Paul falls into a deep depression all over again after his father punishes him for continually misbehaving in school. His father removes him from school and cancels Paul’s involvement with the theaters, tells the Opera that Paul works for to find another usher and forces him to get a job working for Denny & Carson’s office. Paul would never forgive his father for taking him away from his one true passion. Paul lashes out on impulse, one of the symptoms of the manic phase, and embezzles money from Denny & Carson and flees to New York to fulfill is lifelong dream of living a life of luxury. His manic phase reaches it’s maximum when he arrives in New York City. Paul goes on shopping sprees and an alcohol binge while in New York City. He stays in the Waldorf, one of the premier upscale hotels in New York City. Paul lives the life of luxury without a care in the world for eight days straight.
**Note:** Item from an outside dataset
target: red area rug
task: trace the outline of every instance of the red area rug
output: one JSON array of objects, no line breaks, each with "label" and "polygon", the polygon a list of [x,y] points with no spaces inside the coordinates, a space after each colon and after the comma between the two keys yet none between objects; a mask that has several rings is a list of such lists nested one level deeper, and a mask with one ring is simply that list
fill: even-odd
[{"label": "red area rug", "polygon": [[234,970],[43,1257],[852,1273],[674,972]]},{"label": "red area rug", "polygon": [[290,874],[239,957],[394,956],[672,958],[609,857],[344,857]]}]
On the eighth day, reality sets in for Paul and his bi-polar disorder swings from the manic phase to a depressive phase instantaneously. Paul finds out that his father had paid back the money he’d stolen from Denny & Carson and was heading to New York to look for him. Paul felt the depression phase hit him harder than before describing it as “the old depression exaggerated” (120). Paul immediately became suicidal, another symptom of the depressive phase of the bi-polar disorder. “He saw everything clearly now. He had a feeling that he had made the best of it, that he had lived the sort of life he was meant to live” (120). His depression hits an extreme low here. Paul feels that this was his destiny; that he had finally lived the live he had been so desperately trying to portray. He could not face going back to the old lifestyle because he felt that, within the eight days of luxury he’d lived, it wasn’t meant for him.
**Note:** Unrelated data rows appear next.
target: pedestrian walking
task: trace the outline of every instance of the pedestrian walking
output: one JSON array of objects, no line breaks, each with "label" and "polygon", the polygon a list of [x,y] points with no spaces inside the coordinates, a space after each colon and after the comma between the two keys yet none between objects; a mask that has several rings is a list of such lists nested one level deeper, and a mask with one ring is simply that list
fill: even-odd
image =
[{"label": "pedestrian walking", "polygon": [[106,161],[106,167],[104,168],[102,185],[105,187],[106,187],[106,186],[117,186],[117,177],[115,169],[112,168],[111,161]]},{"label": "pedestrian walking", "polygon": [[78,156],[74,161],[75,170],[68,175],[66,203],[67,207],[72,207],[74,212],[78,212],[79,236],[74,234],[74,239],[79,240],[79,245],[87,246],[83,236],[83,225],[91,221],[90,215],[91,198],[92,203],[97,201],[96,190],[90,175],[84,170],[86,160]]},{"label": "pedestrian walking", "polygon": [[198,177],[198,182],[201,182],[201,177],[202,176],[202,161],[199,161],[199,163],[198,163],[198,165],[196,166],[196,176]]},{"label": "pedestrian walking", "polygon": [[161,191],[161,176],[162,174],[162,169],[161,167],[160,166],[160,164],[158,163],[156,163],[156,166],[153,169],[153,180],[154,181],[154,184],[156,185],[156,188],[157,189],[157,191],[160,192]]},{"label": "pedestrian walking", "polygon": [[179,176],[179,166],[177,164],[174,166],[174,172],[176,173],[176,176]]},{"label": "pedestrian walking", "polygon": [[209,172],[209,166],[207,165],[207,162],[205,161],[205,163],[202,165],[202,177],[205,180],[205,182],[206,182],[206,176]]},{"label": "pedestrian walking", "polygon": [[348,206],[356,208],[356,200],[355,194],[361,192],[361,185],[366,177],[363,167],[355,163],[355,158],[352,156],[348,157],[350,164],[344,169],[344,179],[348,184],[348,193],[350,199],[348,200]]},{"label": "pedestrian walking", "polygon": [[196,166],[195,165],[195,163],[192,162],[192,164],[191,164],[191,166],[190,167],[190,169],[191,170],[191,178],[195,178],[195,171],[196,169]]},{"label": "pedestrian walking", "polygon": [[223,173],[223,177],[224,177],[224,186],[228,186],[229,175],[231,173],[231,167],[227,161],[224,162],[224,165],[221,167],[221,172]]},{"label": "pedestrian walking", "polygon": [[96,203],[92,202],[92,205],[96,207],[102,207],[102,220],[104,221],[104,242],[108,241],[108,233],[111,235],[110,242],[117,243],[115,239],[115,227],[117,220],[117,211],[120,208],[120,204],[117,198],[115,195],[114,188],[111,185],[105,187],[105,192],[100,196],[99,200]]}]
Acting on impulse once again, Paul flees New York City to the country by train. In the country the state of depression he is in consumes him. He’s too weak to walk so he sat down to relax. “The sound of an approaching train awoke hi, and he started to his feet, remembering only his resolution” (121). These are Paul’s last actions before he throws himself in front of the oncoming train. His depression consumes him so much that Paul commits suicide, the symptom of someone who has the bi-polar disorder.
Psychological issues in childhood can take a tremendous toll on children if they are not treated for their issues. In “Paul’s Case” the main character, Paul, strived to make his fantasies a reality but unbeknownst to him, his psychological issues consumed him. Paul took his own life after briefly making his dream a reality. If Paul would have recognized his problems and received help for his issues, his life would have went down an entirely different path.
Work Cited
Cather, Willa. “Paul’s Case.” The Art of the Short Story.
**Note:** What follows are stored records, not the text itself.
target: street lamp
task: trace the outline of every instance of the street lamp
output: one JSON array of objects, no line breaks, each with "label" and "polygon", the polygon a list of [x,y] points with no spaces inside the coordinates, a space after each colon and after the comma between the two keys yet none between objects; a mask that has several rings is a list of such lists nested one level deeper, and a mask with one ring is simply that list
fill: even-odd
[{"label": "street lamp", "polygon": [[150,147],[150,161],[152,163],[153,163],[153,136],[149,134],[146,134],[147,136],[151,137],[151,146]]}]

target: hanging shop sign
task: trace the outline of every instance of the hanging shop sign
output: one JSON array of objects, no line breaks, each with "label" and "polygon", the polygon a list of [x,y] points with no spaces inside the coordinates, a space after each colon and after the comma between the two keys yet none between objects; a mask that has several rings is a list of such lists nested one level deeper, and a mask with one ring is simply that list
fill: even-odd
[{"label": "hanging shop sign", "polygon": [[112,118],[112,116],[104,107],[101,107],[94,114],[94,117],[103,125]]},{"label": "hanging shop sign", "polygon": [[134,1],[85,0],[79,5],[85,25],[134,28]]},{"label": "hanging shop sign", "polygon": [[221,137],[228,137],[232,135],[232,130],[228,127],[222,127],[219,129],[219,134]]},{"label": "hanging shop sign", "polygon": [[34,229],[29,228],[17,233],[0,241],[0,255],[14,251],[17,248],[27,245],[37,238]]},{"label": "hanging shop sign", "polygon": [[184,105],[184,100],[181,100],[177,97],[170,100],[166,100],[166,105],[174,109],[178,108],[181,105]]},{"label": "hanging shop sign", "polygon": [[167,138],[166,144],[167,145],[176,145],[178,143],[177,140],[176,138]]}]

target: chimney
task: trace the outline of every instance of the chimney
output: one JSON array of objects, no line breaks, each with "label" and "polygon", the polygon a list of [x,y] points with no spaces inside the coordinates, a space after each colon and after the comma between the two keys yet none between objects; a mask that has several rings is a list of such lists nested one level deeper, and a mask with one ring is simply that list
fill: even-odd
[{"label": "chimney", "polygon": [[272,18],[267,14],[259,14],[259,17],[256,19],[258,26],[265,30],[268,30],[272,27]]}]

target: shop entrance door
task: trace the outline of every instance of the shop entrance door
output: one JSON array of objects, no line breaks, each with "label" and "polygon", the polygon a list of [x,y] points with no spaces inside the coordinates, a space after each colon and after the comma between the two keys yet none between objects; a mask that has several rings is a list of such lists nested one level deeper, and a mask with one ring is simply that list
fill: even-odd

Dana Gioia. R.S. Gwynn.,New York: Pearson Longman. 2006. Pg 107-121.
SparkNotes Editors. “SparkNote on Paul’s Case: A Study in Temperament.” SparkNotes.com. SparkNotes LLC. 2007. Web. 23 Sept. 2011.
Cummings, Michael J. Paul’s Case: A Study Guide. Cummings Study Guides. 2006. n.d.
Diagnostic and Statistical Manual of Mental Disorders: DSM-IV. Arlington, VA.: American
Psychiatric Association, 2007. Print.